Positions tranchées : « les énergies renouvelables sont inutiles tant qu'on a un parc décarboné » car elles s'y substituent (« quand le vent souffle, les centrales sont arrêtées ») ; « la construction de renouvelable est totalement absurde en France ». Exemple daté : le 8 décembre 2022, EDF achète l'électricité allemande au charbon « à 580 euros le mégawattheure ». Il dénonce un « biais mental » : « nous avons besoin de gigawatts de capacité […] et non de térawattheures ». Sur le prix, la production réelle est de « 70 euros le mégawattheure » contre « 230 ou 280 » payés via le bouclier, dont le coût (« une centaine de milliards ») « pourrait couvrir le grand carénage ainsi que la construction d'une dizaine d'EPR. Où est cet argent ? ». Le grand carénage (1 000 €/kW, un cinquième d'un réacteur neuf) est « l'investissement le plus rentable qu'on puisse imaginer », et limiter le parc à cinquante ans « un gâchis colossal ». Quatre recommandations : prolonger et construire (100 GW de nucléaire en 2050), supprimer l'ARENH (qui « tombe » avec les TRVE), supprimer les subventions aux renouvelables, et réintégrer EDF en service public.
Les enjeux et confrontations
Le président cadre l'audition sur l'international, où Machenaud valorise le métier d'industriel exercé sans investir en Asie (TRI « supérieur à 17 % » au Shandong, barrage de Nam Theun au Laos), tout en jugeant « beaucoup plus discutable » l'aventure américaine et « assez illusoire » la vente d'EPR à l'export tant qu'« on n'a pas encore réussi à le faire fonctionner ».
La confrontation vient du rapporteur Armand sur la perte de compétences et le partage des responsabilités. Armand lui oppose une tribune de 2012 (Annales des Mines) où Machenaud « vantait une filière en ordre de bataille ». Machenaud concède : « j'ai réalisé que nous étions tombés encore plus bas que je ne le pensais » avec « des problèmes de fabrication absolument inimaginables ». Pressé de dire si EDF est responsable, il esquive d'abord en plaçant la faute sur l'arrêt des constructions (Civaux, 1998) et l'« atmosphère » politique, refuse la reformulation d'Armand (« Non, tel n'est pas mon propos »), invoque la loyauté « sans faille » d'EDF, avant la concession finale : « l'entreprise porte peut-être la responsabilité de ne pas être entrée en résistance ». Il délimite aussi sa responsabilité personnelle (« j'étais en Chine », « le grand carénage avait été décidé »).

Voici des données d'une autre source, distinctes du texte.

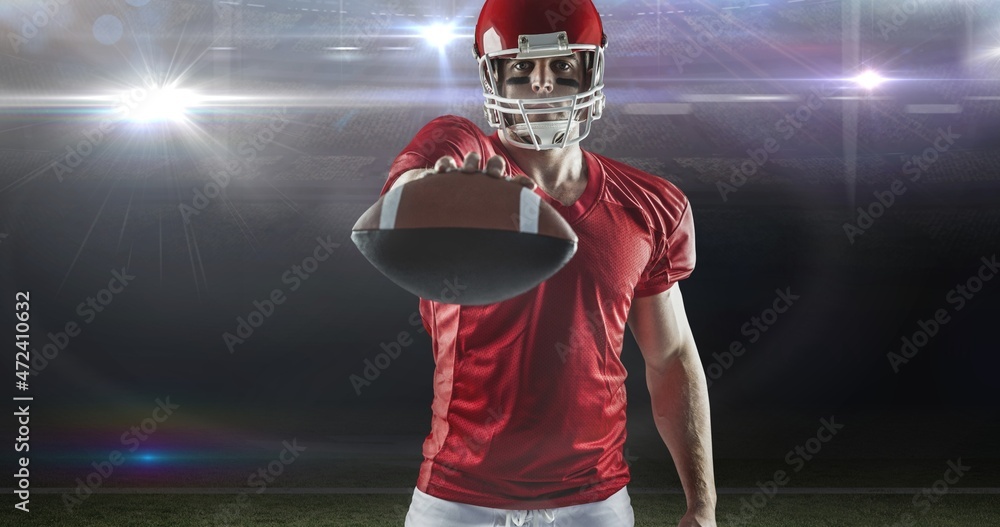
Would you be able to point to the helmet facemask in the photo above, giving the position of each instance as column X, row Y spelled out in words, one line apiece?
column 570, row 118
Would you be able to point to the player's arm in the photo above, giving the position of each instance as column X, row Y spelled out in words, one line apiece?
column 679, row 394
column 495, row 167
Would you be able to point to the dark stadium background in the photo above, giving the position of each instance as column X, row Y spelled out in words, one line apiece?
column 692, row 87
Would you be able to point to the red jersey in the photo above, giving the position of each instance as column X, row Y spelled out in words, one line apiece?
column 529, row 393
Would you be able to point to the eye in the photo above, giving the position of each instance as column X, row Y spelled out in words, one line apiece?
column 562, row 66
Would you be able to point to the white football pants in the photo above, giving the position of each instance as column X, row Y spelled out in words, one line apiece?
column 429, row 511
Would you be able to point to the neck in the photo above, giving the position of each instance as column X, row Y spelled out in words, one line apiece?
column 550, row 169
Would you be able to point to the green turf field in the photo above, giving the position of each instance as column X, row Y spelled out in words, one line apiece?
column 389, row 510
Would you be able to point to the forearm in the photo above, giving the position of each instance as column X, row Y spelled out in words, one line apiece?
column 680, row 404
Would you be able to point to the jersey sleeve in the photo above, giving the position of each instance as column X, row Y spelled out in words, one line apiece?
column 673, row 256
column 445, row 136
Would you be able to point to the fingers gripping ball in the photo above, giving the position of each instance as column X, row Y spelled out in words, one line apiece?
column 494, row 237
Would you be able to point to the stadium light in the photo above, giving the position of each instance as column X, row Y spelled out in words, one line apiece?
column 439, row 35
column 869, row 80
column 165, row 103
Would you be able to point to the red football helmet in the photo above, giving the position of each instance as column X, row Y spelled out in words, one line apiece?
column 533, row 29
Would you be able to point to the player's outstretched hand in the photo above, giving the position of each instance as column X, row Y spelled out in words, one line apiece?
column 495, row 167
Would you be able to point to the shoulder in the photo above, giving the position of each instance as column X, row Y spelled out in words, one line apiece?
column 632, row 187
column 452, row 124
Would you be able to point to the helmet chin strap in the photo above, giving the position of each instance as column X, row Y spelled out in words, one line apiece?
column 548, row 134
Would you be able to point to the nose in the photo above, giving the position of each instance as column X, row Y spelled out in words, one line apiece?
column 542, row 81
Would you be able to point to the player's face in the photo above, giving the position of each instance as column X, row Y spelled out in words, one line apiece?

Apport au dossier de la commission
L'audition apporte un éclairage industriel de l'intérieur sur la genèse franco-allemande de l'EPR et le rôle d'Areva/Framatome dans l'effondrement de la filière, désignant des responsabilités politiques (injonction franco-allemande, fermetures, dérégulation) plus qu'organisationnelles. Elle nourrit le diagnostic « politique vs industrie » de la commission tout en assumant des positions très clivantes (renouvelables « absurdes », dette garantie par l'Allemagne) et un alignement pronucléaire (scénario à 80 %, critique des hypothèses TWh de RTE). Le président conclut qu'elle « apporte un nouvel éclairage ».